Subverting the Subversion

The year is 1968. Urban crime, which led to a so-called “white flight” from many cities, is now intruding into the suburbs. Segregationists are attempting to link the perceived increase in crime to the emerging civil rights movement and argue that maintaining the walls of segregation is necessary to defend “white society” from the diluting effects of growing numbers of minorities.

Although the majority of whites are sympathetic to the cause of civil rights, many feel threatened and disengaged from what they see in the news coverage of violent protests in New York and other large cities, so they become silent observers of extremists on both sides of the issue. Tensions are particularly high in Pennsylvania, which saw one of the earliest race riots in Philadelphia in 1964 and later one of the most violent and deadly in the rural town of York in 1969.

The opening sequence of Night of the Living Dead seems to parallel this social context as a young white woman, Barbra, flees to the safe confines of a remote Pennsylvania farmhouse after her brother is killed at the hands of someone whose demeanor and violent actions are completely incomprehensible to her. There she finds the corpse of the owner and realizes that the house is not as secure as she might have hoped. Despite this fact, she is able to lock herself inside, seemingly protected from the shuffling pursuers outside.

Barbra’s limited sense of security is shaken when a stranger, Ben, suddenly breaks in. He takes control of the situation and tries to assure her that things are going to be okay, but she remains too frightened to speak. In an attempt to gain her confidence, Ben gives a detailed account of how he has been victimized and is fortunate to have survived. Barbra is clearly sympathetic as she begins to describe her own similar experience, but Ben is not interested in listening to her story.

When a group of other people (all white) later emerges from the cellar, Ben chastises them for waiting so long to make contact. The most vocal member of the group, Harry Cooper, defends their reluctance as being reasonable in light of the approaching threat. Harry goes on to suggest that everyone should return to the cellar because it can be barricaded and completely sealed off. Ben is adamantly opposed to the idea and demands that the group remain upstairs where they can maintain a visual link to what is happening outside. Harry argues that to do so only leaves everyone vulnerable and that anything short of complete isolation will eventually lead to their being overwhelmed and destroyed by the outside threat.

At this point the central conflict of the film is established: Harry advocates complete isolation (segregation) while Ben supports a more moderate course of action. Harry’s arguments for barricading themselves in the cellar until help arrives are clearly stronger than any opposing ones, but the film portrays his admonitions in a Cassandra light as the rest of the group (including Harry’s own wife) aligns with Ben.

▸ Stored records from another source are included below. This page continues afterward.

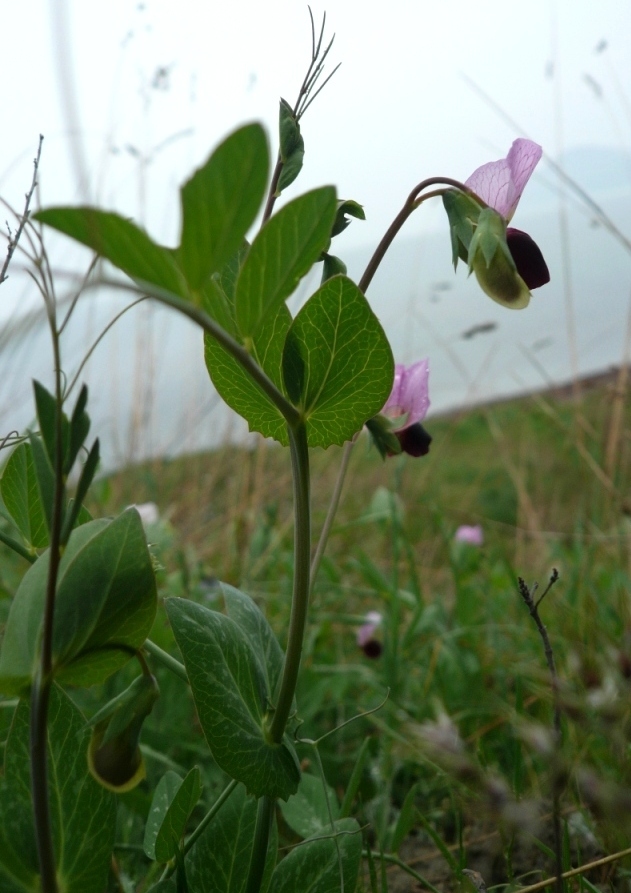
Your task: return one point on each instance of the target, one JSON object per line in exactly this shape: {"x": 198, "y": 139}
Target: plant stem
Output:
{"x": 258, "y": 857}
{"x": 40, "y": 694}
{"x": 533, "y": 607}
{"x": 332, "y": 511}
{"x": 300, "y": 597}
{"x": 212, "y": 812}
{"x": 236, "y": 350}
{"x": 411, "y": 204}
{"x": 165, "y": 659}
{"x": 17, "y": 547}
{"x": 413, "y": 201}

This leads to events which correspond metaphorically to the stereotypical fears of racist groups of the time. These range from the general fear of racial dilution, which is expressed as Harry watches zombies consume the flesh of two members of the group, to more personal fears such as when Harry learns that his wife wants to follow Ben instead of him. In the end, Harry’s predictions are exactly realized when the house is swarmed and everyone but Ben is killed. As if to emphasize that Harry was right all along, the film has Ben surviving the onslaught by barricading himself in the cellar until help arrives.

Given the intensity of racial tensions in Pennsylvania during the time the film was produced, it is not surprising that an African American might seem to be the best choice for the role of Ben even though the script was written with a Caucasian actor in mind. More specifically, this seemingly progressive casting decision superficially masks the clear parallels between the message of the film and those of racist groups of the time.

It can be argued, however, that the casting actually reinforces the parallels in that it places a well-spoken African American, Ben, as the voice of moderation that ultimately leads to the deaths of all of the white characters. In fact, a linkage between Ben and the zombies is unambiguously established at the end of the film when a rag-tag band of locals – with no small resemblance to the white lynch mobs of the time – mistakes Ben for a zombie and kills him.

Nobody would argue that any of the principals involved in the making of the film were trying to further a racist agenda – and Romero himself has denied any conscious attempts at social commentary in the film – but it is often argued that literature and films tend to unconsciously reflect the social contexts in which they are created. Night of the Living Dead seems to do just that. This may go some way toward explaining the highly inflammatory reception the film received from critics at the time of its release.

In terms of grisly horror and gore, Night of the Living Dead hardly goes beyond the films of Herschell Gordon Lewis, or even of Alfred Hitchcock (especially The Birds), that were released earlier in the decade. The fact that Night of the Living Dead was viewed so differently in 1968 is likely the result of its striking a raw nerve that fortunately isn’t so raw today.

Jeffrey Uhlmann, Ph.D. is a professor at the University of Missouri in Columbia. He has degrees in philosophy, computer science, and a doctorate in robotics from Oxford University. He is a scholar of cult and B-movies, especially of the lucha and kaiju genres. He holds the controversial position that interpretative analysis of literature and film is a meaningless exercise because it does not lead to falsifiable conclusions. Uhlmann believes that any such analysis can be countered with a contradictory one of comparable “evidential” strength.